I EL MILAGRO EN LA BIBLIA
De lo extraordinario a lo significativo
Cuando escuchamos la palabra “milagro”, es común pensar en portentos: un mar que se abre, un paralítico que camina, una enfermedad que desaparece. Y sí, la Biblia contiene relatos así. Pero si nos quedamos en lo espectacular, corremos el riesgo de perder el verdadero sentido del milagro en la Escritura.
En la Biblia, el milagro no es magia ni espectáculo. No es un truco que rompe las leyes naturales, sino un signo que revela la acción de Dios en la historia. No busca impresionar, sino transformar. No se presenta como un “parche” al mundo, sino como una palabra viva de Dios en medio de la vida.
En el Antiguo Testamento: Dios que actúa en la historia
En la mentalidad hebrea, Dios no está fuera del mundo: es un Dios que escucha, que interviene, que camina con su pueblo. Por eso, los grandes milagros del Éxodo —el paso del mar, el maná en el desierto, el agua de la roca…— no son simples hechos extraordinarios: son señales de una relación: Dios no actúa “para deslumbrar”, sino para liberar, alimentar, sostener.
El pueblo de Israel recordará estos hechos no como demostraciones de poder, sino como memorias vivas de una alianza:
“Con mano fuerte y brazo extendido, el Señor te sacó de Egipto” (Dt 5,15)
“El que hace prodigios, porque es eterno su amor” (Sal 136)
En los profetas también encontramos signos que escapan a lo ordinario: curaciones, multiplicaciones, visiones. Pero el foco no está en el prodigio en sí, sino en lo que ese gesto comunica sobre Dios y sobre su voluntad para con el pueblo.
Los milagros bíblicos nunca aparecen como premios individuales.
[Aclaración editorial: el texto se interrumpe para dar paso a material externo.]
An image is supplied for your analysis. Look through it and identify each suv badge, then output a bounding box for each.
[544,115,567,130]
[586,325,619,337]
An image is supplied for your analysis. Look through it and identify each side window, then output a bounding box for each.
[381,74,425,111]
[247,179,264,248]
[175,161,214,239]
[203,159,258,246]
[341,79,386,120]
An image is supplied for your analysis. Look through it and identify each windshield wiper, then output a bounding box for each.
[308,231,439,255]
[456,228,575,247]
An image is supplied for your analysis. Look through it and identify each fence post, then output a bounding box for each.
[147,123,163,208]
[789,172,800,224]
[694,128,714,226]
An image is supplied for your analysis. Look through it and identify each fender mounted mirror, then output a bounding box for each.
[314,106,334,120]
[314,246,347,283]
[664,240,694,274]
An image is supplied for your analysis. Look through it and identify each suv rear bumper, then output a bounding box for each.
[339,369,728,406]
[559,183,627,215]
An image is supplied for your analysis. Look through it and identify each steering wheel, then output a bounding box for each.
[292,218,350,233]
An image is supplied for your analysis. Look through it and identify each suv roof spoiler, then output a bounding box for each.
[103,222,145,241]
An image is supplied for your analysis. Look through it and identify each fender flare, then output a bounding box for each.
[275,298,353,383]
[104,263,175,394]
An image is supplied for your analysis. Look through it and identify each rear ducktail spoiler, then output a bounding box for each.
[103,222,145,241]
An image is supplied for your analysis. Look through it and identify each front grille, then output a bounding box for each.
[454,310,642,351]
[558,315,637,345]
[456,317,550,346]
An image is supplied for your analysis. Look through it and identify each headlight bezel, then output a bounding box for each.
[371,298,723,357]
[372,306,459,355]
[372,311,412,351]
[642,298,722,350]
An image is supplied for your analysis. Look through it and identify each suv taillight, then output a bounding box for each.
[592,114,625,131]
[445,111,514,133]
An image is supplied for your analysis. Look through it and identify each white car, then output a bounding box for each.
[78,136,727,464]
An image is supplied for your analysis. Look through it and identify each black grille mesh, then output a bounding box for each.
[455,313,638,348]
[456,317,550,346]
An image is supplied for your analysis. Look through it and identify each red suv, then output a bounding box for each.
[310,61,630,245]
Siempre están vinculados a la historia de salvación, al cuidado de la comunidad, a la fidelidad de Dios.
En los evangelios: Jesús y los signos del Reino
Con Jesús, el milagro adquiere una nueva dimensión. Ya no se trata solo de “obras de poder”, sino de encuentros personales donde se revela el corazón de Dios.
Jesús no hace milagros para demostrar que es Dios. De hecho, se niega a “dar señales” a quienes lo exigen como prueba (cf. Mt 12,38–39). No responde al deseo de espectacularidad. Más bien, se acerca al sufrimiento, toca al excluido, devuelve la dignidad.
Sus milagros no ocurren en el vacío: suceden en el camino, en el encuentro, en la compasión. Y casi siempre, a partir de una fe —aunque sea pequeña— que se atreve a acercarse.
– El ciego que grita.
– La mujer que toca su manto.
– El leproso que se postra.
– La madre que suplica por su hija.
“¿Crees que puedo hacerlo?” “Sí, Señor.” “Entonces, que se haga según tu fe.” (cf. Mt 9,28–29)
Jesús no separa curación y salvación. Sus milagros son gestos del Reino: restauran el cuerpo, sí, pero también liberan del miedo, del pecado, de la exclusión: “Tu fe te ha salvado.” (Lc 7,50; 8,48; 17,19)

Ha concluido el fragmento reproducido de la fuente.